白月の君といつまでも

-- Spring, about 17 years old
043:もしもし







 次の日。

 花梨は快斗にマンション前まで送ってもらい(一応寄って行くか聞いたが、健康的な男子高校生の事情でやめとくと言って帰った)、家に着くと久しぶりに新一に電話をかけた。
 新一に電話するのは、怪盗キッドと初めて出逢った夜以来である。


『はい、もしもし工藤……』

「あ、新ちゃん? 私。元気かな? この間はありがとう! 今電話しても平気?」

『おー。花梨オメー、丁度良かった。最近連絡ねーじゃん。元気でやってんのかよ』


 花梨が都内に住むのに慣れてきたこともあり、新一との連絡頻度は正月よりもさらに減り、夜の連絡は新一から送られてくるメッセージに既読を付けるのみ。
 新一もリマインダー機能を使っているのだろう。同じ時刻に“帰ってるか?”とそれだけで、最近じゃあっさりしたものだ。
 ここしばらく夜の散歩を控えていたから、信用してくれているらしい。


「No news is good news!」

『あぁ? まあ、元気ならいーけどよ。週に一度くらいは声聞かせろよな(無事かどうか心配になるだろ……)』


 便りがないのが良い便り。
 実は新一的には花梨の声を聞きたいと思っていたりするが、言い出したりはしない。


「今度の連休なんだけど、阿笠博士の家に行くついでに新ちゃん家にも遊びに行こうかな~って思ってて、予定どうかな?」

『オレはついでかよ(てか、オレの言ったこと……無視すんな)』


 新一の“声聞かせろ”はスルーし、花梨はお伺いを立てる。
 スマホの向こうで、新一が不機嫌に頬を膨らましているなど知りもしない。


「お昼ごはん作るから、阿笠博士と一緒に食べよーよ」

『連休か……あー……初日は駄目だな』


 新一は部屋のカレンダーを見て花梨に告げる。
 その日は……。


「あ、そうなんだ? 奇遇! 私も初日はダメなの。
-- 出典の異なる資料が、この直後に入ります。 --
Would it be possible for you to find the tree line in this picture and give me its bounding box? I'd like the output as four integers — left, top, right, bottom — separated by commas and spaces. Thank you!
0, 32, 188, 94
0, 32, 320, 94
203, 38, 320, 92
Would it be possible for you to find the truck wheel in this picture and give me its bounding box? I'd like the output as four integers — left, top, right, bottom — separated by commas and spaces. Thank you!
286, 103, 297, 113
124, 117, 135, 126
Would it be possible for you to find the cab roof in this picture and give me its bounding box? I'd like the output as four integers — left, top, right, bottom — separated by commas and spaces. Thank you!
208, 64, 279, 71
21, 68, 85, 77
よかった!」


 ……先に自分の予定を伝えるべきだったか。
 花梨も手元のカレンダーを見下ろし、新一に伝える。

 カレンダーの日付には快斗の字で、でかでかと“でぇと!”と書かれていた(しかも花梨のペンを勝手に使ったのか、インクが少し滲んでいる)。
 始めは“トロピカルランドに10時”としか書いていなかったのだが、いつの間にか書き加えられている。
 花梨が書いた覚えがないので、快斗が書いたものなのだろう。


『その日は蘭とトロピカルランドに行く予定でな』

「へえ、連休初日はトロピカルランドに! 新ちゃん、蘭ちゃんとデートなんだー」

『っ、デートって……バーロ。そんなんじゃねーよ、蘭から都大会優勝したら奢れって言われてただけだよ。たくっ、なんでオレが奢んなきゃなんねーんだか……で……』


 ごにょごにょと新一が何か言っているが、何を言っているのかよく聞き取れない。照れているのだろうか……。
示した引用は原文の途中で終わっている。